As all this indicates, worried experts and officials are coming forward, however tentatively, with proposals that merit study. U.S. Senator Jacob Javits of New York in 1966 introduced a bill that would meet a strike threat with a 30-day "freeze," during which, as tempers cooled, a presidential board of inquiry would examine the issues involved. George Taylor's committee favored a law obliging the proper officials—Governors, mayors—to seek a court injunction as soon as they saw a strike coming in an essential service, rather than waiting until the actual walkout.

Nearly all of the finespun theories are still in the laboratory, of course; none of them have been tested under fire. The only significant local government forum in the U.S. that is available to the disputants in public labor controversy is New York City's Office of Collective Bargaining, which opened this year and which the garbage men ignored. The nonacceptance of such a well-intentioned agency leads to the conclusion that solutions lie a long, troubled way ahead. "Public employees will strike unless there are acceptable alternatives," says Arnold Weber, professor of industrial relations at the University of Chicago. "I don't have any answers, and nobody else has any answers." In some quarters there is cautious hope.
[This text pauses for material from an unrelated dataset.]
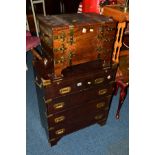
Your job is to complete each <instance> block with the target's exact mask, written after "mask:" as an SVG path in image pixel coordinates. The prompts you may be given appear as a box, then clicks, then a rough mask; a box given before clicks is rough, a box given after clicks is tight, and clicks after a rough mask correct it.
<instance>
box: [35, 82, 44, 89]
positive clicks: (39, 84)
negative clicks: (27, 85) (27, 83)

Says Victor Gotbaum, who heads the New York District 37 of the American Federation of State, County and Municipal Employees: "Both sides are just learning how to bargain, and must be given a natural chance to grow."

A Positive Approach

What is urgently needed is an entirely fresh approach to the problem. Until now, most government thinking and effort have been directed at prohibiting strikes and punishing the unions that violate the bans. Since it is now clear that this negative stance only makes matters worse, new efforts must be mounted on the positive side.